ReplyDeleteeveryyear i try and be humbug. and the rest of my family persuade me to be other wise. this year i tried the festive route. and wasn't allowed to play a single christmas song till this morning. gargh! i think. clearly. the route for yo to take is to say to your sisters "i do NOT want my downstairs bathroom brightened and i definately do NOT want a new curtain rail" maybee the addage of the not will jog their memorys and you'll get a curtain rail for easter.
cold feet=take a fat cat and put it on your foot. cats are very warm, and as long as you don't want it there, i guarantee that it will sit there. it's cat psychology! and have fun with your curtian rail...you can say that it's the coolest present ever-you don't see it because it's (invisible or a ghost)! and invisible/ghost stuff, no matter what it is, is awesome! and i am a lunatic. thank you for recognizing that.
ReplyDeleteMerry Christmas!!! (with the ghosts)
Sorry about your feet. I feel bad for your feet. I hope they dont fall off. It sounds like its really cold out there.... anyhoooo,
ReplyDeleteI LOVE YOU A LOT and so does my dad. But i love u more. Please try and ENJOY writing blogs. Like, just think that in a few months 100000000000 and 99999999999999999 people would have read it.
lol.
I love ur third book and i cant wait for the fourth..............you are making a fourth one right? RIGHT????!!! well...the ending of the third book kindah gave it away....
(and by kindah i mean gave)
lol. I love uuuuuuu and Valkrie and Skulduggery and Tanith and China and EVERYONE ELSE IN UR BOOOKS!!!!!!
( and when i say everyone i mean the good guys)
Well............i understand u get a lot of Fan mail. But plzzzzzzzz, mercy.... beging of you on my knees to reply to this message!!!! im ur own words!!!!!!!!!

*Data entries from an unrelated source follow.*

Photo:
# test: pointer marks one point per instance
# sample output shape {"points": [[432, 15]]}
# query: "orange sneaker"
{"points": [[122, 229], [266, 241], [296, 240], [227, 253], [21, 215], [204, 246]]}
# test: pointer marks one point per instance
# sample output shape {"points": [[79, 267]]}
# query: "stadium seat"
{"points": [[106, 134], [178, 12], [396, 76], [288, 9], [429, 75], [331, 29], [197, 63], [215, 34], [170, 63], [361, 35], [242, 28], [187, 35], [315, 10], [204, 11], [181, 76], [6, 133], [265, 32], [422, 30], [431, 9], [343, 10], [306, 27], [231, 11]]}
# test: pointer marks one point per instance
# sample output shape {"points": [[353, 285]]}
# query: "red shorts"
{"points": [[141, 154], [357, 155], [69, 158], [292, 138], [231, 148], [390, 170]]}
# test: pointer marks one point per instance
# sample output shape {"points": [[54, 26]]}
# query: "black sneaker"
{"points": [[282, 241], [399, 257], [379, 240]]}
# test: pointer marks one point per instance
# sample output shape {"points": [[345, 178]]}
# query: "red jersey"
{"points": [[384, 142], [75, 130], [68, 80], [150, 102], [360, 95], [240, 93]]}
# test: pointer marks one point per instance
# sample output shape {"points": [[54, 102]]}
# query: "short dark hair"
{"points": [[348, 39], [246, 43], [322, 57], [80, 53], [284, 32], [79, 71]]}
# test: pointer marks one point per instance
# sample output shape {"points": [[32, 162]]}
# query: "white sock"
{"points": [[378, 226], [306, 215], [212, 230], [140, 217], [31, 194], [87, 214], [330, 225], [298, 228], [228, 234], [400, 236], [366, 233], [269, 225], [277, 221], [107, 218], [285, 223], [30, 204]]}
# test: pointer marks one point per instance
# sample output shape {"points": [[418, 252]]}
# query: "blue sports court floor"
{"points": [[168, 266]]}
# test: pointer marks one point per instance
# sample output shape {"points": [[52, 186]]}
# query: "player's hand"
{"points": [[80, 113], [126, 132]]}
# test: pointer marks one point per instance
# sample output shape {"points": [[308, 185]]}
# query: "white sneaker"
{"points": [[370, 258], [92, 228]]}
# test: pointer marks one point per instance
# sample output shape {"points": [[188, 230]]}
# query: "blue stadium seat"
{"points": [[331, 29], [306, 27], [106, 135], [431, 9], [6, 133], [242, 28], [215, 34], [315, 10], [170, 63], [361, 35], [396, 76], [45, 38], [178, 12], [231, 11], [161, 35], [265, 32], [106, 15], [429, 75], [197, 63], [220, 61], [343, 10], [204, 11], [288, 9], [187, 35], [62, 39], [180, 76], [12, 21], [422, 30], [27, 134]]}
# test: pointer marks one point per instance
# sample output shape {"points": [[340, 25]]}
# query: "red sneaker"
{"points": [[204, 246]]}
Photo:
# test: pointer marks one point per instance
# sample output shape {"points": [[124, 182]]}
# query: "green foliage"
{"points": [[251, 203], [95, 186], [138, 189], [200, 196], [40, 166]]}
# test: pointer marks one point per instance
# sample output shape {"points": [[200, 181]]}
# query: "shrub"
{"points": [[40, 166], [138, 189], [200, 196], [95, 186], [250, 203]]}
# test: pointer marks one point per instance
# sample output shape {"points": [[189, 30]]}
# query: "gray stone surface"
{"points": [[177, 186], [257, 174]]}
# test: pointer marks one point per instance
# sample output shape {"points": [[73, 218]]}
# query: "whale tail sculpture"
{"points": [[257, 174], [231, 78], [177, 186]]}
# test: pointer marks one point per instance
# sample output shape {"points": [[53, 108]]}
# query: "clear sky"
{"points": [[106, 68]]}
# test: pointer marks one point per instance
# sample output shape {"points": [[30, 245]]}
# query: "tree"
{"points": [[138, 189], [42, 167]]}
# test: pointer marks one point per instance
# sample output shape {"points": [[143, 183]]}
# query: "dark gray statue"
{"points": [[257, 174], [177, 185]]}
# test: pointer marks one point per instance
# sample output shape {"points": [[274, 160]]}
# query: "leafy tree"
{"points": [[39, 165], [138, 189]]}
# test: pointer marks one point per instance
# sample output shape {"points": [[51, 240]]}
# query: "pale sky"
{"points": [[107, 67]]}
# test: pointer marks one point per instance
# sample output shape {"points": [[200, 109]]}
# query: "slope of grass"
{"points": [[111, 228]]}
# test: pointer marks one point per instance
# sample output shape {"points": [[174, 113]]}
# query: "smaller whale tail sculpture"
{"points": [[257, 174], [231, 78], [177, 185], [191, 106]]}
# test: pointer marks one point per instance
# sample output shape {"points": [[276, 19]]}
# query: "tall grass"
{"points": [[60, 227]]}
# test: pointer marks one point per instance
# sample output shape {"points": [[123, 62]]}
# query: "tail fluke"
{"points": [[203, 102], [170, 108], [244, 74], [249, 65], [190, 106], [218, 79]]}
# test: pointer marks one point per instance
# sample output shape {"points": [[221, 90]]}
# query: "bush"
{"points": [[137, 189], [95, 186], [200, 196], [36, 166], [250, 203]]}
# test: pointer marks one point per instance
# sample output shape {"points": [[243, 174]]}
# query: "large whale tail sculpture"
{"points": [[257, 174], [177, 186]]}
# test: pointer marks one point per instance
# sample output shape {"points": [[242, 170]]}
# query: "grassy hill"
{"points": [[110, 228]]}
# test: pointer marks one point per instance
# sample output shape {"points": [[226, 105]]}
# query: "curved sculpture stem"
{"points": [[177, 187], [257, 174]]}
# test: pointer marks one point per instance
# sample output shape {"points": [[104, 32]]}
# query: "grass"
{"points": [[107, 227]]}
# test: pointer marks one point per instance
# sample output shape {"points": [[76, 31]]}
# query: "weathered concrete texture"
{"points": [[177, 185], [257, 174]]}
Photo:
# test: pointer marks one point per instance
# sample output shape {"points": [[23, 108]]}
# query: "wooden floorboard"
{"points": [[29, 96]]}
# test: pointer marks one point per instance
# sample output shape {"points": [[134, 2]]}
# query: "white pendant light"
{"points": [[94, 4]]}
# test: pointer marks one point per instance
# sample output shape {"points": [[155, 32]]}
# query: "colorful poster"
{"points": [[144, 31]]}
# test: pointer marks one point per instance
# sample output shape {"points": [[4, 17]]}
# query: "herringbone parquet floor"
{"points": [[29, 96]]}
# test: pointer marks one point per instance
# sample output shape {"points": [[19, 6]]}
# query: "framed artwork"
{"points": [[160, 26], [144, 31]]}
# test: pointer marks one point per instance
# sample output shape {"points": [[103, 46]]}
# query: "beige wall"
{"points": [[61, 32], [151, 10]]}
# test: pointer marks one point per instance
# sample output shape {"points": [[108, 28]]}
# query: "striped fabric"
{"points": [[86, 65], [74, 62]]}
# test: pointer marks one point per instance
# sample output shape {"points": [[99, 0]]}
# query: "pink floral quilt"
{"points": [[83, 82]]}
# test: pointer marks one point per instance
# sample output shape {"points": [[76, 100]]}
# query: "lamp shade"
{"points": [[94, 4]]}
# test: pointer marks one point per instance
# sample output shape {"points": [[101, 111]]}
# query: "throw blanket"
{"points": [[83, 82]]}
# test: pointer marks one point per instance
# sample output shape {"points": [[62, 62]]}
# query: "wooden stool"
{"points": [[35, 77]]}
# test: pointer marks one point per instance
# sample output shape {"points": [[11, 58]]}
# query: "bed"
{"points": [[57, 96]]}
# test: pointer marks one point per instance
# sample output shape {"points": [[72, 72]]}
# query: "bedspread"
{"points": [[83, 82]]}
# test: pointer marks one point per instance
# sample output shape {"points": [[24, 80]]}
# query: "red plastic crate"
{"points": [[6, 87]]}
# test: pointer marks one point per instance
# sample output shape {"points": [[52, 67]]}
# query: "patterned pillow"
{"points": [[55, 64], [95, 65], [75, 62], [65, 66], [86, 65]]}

IM 11 AND IM SOOOOO IN LOVE WITH UR BOOOOOOOOOKSSS!!!!!!!!! im ur BIGGEST FAN!!!!!
(i know everyone says that. but im serious.. i AM ur BIGGEST fan!!)
V.
You're complaining about the cold. You can't complain about any sort of weather until you've been through a 39 degree Christmas! Try living in Australia for a while!!
ReplyDeleteHahaa, that was funny! By the way, Derek, do you have any fans from Singapore? If not, I'm one!
ReplyDeleteYou have pretty feet, and I have pretty hands. People all over the world drool when they see them as I walk down the street. They cry when I wear gloves.
ReplyDeleteI'm going back to your old blogs to comment, Mr. Landy. I bet you hate that. HAHAHAHAHA! Love your books, though.
ReplyDeleteJust wanted to let you know.... :)
Yay! Will whoever is reading this check out my recently posted fanfiction blog?
ReplyDeleteBlatant, shameless advertising, I know.
Hi derek!
ReplyDeleteIn 2012 you wished all your minions (us!) a happy new year. You made a big long speech about it and everything. Yes, i know it was a warm winter, but still. Major opion change
I'm beginning to wonder, Derek if nowadays the editors or whoever forced you to make this "accursed" blog still make you blog every 10 days or so.
ReplyDeleteJust a thought.
Oh, and uh, come to America. Your editors or whoever aren't letting you... who cares. You know some cities!!! Seattle, New York, Cincinnnati, Orlando... Unofficially.
Think of it as an undercover thing!!!
Spying on Ameriminions... Sneaking into their houses while away, and signing their books.
RIGHT???
HOW EPIC IS THAT???
Well, save the B&E, but I wouldn't mind :D
SEATTLE!!!!!!!!!!!!!
ReplyDeleteI really like round numbers.
ReplyDeleteSo why not push up all the posts to the nearest ten?
*hums*
ReplyDelete*trips over a dog*
ReplyDelete*drowns in a sea of purple*
ReplyDelete*warbles*
ReplyDeleteI am not amused.
ReplyDeleteCake.
ReplyDeleteForest green.
ReplyDeleteAchievement completed.
ReplyDeleteHey There Octa
ReplyDelete*
ReplyDelete*
ReplyDeleteThis blog post has been documented, recorded, and filed into the Blogland Archive on December 8, 2014.
ReplyDeleteSometimes it's nice to be able to say I was here.